Forster's work is not just about the relationship between the English and Indians in India, but about the relationship between dominant and subject races the world over, about the perennial struggle between power and justice. The racial politics involved in the trial of Aziz are identical to those involved in the trial of, say, O. J. Simpson or the cops that tenderized Rodney King. Should the judge be dark or fair? Should separatists be allowed as lawyers? Will the verdict be swayed by the desire to prevent riots? During the proceedings, Aziz's infuriated lawyer exclaims, "I am not defending a case, nor are you trying one. We are both of us slaves." But it's not just the English and Indians who can't just all get along. The Indian Hindus and Muslims are at each other's throats too. Often the only thing uniting them is their wariness of the English. Aziz, though very nice, is also very Muslim. He complains about idolatry and associates Hindus with "cow-dung"; his Hindu friend associates Muslims with violence. And then of course there is the matter of diet. Aziz plans his excursion to Marabar:

"There was the question of alcohol: Mr Fielding, and perhaps the ladies, were drinkers, so must he provide whiskey-sodas and ports?.... There was the problem of [Hindu] Professor Godbole and his food, and of Professor Godbole and other people's food.... A slice of beef upon a distant table would wreck his happiness.... But over ham Aziz's own religion raised its voice."

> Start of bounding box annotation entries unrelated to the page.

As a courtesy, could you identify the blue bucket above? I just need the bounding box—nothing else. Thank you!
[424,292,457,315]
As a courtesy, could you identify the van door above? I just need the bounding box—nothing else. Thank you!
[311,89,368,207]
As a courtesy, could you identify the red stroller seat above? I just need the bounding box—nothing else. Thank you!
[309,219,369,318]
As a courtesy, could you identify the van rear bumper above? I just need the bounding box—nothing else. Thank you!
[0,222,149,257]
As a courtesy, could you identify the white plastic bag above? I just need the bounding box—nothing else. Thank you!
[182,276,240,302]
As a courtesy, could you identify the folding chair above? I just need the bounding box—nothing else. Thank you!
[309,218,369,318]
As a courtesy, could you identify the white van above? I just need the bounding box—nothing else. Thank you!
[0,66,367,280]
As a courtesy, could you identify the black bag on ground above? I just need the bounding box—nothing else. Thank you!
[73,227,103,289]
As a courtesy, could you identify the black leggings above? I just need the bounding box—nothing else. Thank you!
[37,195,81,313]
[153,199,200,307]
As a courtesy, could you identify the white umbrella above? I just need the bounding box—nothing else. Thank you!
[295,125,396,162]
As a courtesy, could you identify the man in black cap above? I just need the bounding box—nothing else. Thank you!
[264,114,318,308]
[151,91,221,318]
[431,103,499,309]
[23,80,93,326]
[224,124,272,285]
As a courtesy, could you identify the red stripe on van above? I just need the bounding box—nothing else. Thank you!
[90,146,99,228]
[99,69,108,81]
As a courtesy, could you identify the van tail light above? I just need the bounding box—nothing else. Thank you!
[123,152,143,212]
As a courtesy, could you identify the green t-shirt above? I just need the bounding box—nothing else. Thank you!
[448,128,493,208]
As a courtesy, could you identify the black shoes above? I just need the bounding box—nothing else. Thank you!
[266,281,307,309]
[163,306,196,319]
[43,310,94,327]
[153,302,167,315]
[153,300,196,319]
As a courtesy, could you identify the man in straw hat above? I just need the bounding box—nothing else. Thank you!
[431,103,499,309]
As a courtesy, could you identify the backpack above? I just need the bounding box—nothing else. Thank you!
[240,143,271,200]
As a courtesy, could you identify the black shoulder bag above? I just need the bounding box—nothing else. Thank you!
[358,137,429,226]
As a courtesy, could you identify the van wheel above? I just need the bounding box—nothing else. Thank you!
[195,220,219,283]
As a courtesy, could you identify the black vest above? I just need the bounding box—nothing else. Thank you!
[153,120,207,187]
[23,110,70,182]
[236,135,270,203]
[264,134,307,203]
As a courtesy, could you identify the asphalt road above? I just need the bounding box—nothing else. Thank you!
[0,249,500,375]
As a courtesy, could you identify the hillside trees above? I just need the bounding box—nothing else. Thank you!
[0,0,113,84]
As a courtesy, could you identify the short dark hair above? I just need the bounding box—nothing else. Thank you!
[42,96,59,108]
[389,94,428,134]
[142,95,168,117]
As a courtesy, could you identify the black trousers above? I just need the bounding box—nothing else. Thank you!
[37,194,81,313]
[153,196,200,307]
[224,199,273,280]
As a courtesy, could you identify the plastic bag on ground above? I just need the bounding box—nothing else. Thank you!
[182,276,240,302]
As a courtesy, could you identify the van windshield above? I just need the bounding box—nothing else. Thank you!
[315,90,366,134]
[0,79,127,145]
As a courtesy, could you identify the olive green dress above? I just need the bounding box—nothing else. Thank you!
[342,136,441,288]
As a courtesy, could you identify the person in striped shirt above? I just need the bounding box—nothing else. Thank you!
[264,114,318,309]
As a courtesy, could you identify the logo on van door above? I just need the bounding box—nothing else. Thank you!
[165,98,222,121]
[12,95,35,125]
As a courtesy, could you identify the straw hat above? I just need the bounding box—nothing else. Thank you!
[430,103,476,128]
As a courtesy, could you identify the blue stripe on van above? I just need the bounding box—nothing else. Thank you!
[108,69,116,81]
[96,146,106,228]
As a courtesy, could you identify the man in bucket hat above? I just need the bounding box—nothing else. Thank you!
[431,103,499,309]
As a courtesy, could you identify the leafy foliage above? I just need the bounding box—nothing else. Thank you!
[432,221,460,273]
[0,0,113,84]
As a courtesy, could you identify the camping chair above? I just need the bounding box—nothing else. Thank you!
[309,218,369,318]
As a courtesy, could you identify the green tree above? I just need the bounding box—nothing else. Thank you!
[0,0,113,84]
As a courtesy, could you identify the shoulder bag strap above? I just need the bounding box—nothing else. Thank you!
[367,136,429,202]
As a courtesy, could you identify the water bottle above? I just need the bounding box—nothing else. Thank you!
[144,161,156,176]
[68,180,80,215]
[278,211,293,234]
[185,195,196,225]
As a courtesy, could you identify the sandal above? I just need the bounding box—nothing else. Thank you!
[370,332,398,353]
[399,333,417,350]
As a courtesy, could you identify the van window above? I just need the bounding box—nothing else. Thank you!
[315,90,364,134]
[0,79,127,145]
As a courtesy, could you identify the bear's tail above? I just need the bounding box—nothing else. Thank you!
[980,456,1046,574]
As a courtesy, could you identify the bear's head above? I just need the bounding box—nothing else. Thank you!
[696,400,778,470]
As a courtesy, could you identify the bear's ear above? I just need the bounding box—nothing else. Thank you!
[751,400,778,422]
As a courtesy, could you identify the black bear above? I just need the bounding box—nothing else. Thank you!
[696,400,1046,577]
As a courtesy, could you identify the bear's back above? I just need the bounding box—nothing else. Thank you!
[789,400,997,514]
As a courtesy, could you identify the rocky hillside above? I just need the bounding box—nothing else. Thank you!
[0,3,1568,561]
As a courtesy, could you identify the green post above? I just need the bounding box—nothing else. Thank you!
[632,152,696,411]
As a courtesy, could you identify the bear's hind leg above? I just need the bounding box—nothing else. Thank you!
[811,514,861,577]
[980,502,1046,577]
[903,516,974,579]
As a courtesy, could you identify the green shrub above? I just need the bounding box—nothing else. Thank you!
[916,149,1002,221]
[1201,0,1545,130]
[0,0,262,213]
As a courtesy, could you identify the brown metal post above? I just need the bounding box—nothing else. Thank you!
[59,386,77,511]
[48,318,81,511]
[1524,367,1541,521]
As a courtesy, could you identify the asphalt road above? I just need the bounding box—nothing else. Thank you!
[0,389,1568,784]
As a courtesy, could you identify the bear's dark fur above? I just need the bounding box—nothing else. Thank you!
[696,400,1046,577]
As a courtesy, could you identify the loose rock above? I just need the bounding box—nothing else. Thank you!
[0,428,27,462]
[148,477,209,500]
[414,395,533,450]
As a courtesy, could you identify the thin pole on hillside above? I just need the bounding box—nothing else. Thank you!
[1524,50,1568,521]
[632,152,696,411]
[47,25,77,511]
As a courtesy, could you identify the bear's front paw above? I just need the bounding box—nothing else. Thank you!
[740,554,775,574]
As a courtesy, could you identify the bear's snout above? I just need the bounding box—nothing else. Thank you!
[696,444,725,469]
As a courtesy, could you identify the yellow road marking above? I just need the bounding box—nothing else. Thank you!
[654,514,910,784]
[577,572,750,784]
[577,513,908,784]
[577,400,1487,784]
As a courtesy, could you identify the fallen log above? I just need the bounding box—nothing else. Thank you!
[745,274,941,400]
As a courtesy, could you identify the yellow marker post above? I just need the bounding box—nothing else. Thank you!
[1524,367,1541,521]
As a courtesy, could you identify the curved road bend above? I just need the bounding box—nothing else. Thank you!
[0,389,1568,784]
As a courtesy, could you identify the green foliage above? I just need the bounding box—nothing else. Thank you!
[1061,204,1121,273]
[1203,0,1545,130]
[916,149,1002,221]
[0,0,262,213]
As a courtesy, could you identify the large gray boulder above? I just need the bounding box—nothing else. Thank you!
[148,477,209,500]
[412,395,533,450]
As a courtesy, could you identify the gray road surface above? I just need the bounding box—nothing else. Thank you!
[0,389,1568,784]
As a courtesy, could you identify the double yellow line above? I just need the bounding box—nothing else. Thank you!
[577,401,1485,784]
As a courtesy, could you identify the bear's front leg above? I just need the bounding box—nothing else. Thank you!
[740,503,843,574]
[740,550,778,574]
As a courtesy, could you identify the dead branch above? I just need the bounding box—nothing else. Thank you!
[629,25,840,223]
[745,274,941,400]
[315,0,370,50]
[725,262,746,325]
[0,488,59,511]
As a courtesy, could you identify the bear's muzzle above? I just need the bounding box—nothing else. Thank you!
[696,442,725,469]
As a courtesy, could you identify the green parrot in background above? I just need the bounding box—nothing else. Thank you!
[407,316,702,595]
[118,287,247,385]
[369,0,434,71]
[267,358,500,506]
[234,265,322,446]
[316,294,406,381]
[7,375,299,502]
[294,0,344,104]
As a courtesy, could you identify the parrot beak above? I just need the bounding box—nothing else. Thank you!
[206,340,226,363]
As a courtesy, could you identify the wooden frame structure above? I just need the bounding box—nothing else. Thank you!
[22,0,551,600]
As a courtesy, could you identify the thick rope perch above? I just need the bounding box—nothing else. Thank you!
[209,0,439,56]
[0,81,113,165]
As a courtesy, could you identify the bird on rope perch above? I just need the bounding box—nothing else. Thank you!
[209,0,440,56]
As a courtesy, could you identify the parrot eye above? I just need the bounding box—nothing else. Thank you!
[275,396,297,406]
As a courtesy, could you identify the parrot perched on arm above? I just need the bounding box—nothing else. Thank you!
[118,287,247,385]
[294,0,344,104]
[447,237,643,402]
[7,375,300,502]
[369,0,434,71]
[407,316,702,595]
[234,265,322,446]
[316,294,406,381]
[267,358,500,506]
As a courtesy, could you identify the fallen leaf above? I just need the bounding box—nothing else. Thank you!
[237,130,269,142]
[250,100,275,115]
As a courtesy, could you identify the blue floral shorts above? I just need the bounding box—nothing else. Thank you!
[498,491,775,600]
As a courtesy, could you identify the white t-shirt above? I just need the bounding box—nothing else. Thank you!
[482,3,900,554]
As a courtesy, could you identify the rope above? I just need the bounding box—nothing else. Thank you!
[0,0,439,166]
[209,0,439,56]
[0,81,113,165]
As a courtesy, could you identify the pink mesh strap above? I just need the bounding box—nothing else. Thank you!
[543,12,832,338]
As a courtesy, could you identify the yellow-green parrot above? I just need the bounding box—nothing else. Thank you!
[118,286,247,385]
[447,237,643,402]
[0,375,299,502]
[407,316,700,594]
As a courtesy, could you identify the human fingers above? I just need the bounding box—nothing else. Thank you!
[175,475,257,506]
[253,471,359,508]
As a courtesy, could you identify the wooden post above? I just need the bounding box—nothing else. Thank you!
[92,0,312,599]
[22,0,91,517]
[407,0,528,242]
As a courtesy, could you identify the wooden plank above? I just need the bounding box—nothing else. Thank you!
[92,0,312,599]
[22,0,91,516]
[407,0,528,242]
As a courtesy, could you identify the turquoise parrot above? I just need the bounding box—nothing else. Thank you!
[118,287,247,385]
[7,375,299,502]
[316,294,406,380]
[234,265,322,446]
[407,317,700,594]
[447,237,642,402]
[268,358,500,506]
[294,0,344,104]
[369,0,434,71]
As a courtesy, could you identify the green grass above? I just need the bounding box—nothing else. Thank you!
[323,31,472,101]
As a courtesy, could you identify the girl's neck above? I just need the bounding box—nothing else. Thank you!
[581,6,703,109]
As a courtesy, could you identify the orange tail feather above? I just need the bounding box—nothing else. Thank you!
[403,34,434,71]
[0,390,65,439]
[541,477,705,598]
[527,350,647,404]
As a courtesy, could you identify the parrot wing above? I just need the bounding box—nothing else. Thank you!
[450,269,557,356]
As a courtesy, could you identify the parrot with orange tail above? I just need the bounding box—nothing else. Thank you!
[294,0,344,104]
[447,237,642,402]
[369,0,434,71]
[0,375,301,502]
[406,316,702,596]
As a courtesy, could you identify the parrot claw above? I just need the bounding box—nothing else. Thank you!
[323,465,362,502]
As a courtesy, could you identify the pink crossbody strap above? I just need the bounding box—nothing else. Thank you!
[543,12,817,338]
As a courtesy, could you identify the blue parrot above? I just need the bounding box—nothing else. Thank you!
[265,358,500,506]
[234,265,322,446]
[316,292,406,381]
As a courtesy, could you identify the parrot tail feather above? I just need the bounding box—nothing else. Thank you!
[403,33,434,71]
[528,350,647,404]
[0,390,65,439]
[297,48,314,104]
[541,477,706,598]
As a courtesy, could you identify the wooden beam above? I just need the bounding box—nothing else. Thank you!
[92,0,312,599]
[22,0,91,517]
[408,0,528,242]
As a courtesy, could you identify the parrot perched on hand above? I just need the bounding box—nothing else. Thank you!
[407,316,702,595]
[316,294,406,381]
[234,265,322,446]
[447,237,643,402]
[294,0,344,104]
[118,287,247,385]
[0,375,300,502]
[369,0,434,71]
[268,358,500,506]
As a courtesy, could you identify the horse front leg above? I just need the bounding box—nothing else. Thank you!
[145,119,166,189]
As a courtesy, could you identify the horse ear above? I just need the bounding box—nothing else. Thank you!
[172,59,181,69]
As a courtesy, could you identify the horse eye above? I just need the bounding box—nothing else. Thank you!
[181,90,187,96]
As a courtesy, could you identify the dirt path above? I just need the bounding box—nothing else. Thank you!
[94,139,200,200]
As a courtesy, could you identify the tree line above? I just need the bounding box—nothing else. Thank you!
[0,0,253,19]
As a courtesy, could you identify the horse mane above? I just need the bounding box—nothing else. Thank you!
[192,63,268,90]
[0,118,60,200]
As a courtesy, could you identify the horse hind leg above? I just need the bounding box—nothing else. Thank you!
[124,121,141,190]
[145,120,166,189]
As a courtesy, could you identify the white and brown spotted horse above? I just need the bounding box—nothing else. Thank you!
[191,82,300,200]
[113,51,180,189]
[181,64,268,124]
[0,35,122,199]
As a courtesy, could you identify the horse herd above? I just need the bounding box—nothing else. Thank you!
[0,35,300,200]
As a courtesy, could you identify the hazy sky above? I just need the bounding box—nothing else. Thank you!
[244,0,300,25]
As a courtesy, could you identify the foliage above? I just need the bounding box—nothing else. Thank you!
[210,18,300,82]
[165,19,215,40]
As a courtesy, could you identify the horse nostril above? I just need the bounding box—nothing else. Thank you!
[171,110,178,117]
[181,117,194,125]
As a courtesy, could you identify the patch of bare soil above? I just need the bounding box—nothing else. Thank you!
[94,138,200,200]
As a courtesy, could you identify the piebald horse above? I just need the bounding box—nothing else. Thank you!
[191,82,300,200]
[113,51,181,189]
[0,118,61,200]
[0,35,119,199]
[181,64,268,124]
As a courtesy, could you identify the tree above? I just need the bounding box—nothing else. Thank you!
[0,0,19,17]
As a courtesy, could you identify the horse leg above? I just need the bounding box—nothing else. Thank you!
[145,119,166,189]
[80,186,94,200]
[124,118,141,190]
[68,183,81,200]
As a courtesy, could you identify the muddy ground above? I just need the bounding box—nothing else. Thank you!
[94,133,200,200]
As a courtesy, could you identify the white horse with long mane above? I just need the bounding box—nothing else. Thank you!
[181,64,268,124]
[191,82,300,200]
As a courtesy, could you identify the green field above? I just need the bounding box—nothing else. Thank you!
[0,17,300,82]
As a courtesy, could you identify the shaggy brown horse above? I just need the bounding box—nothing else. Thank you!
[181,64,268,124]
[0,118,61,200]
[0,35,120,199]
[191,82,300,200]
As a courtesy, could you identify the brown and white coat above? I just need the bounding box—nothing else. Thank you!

Graham Greene wonders somewhere whether Vietnam once it became independent would regret the loss of Western culture; would feel that it had disappeared from the world whose center Forster locates in the Mediterranean - "the human norm"; would miss opera, emancipated women, a fine Cabernet, progress, hope. There is something like this in Forster's India, an anticipation of loss should the English go away. What makes Aziz so pathetic is that he tries so hard to impress the English until they betray him, and even then he tries to hate them but cannot. "All Indians long to do," writes Forster, is to be "allowed to show courtesy to visitors from another country."

This is demonstrably true, and it explains why so many visitors to India mourn their departure. But why then are so many visitors also put off by India and even frightened by it? Forster offers an answer. "Aziz overrated hospitality, mistaking it for intimacy, and not seeing that it is tainted with the sense of possession." Affection, as the idiom goes, can be smothering.

Ultimately Forster decides that the Indians and English are, for the time being anyway, incompatible. They can pretend and desire to be friends, but they cannot be friends - "not yet." They are too different. In a famous passage later reiterated by Orwell, Forster suggests that the Indian's vice is suspicion, the Westerner's vice hypocrisy. Superstition remains a sticking point, and an Indian complains, "We can't keep engagements; we can't catch trains. What more than this is the so-called spirituality of India?" Even pro-Indian Fielding is aware of the "profundity of the gulf that divided him from them" and he becomes exasperated by the nebulous logic of garrulous Godbole: "And similarly when suffering occurs," Fielding mutters, "and so on and so forth, and everything is nothing and nothing something." You're doing my head in, as the Britons now put it. People with insurmountable differences can come together only by becoming less different. This seems self-evident. Intimacy requires commonality. The price of human brotherhood is that every human must become more identical, must become Nietzsche's Last Man. To a degree this is already happening. We are uniting around Baywatch, McDonald's, T-shirts and jeans. But it is far from clear that this is an improvement. There may come a day when a passage to India will be much like a passage to Indianapolis, when an Aziz and a Fielding can be friends but have nothing interesting to say to each other, when power is in equilibrium but there is nothing new under the sun.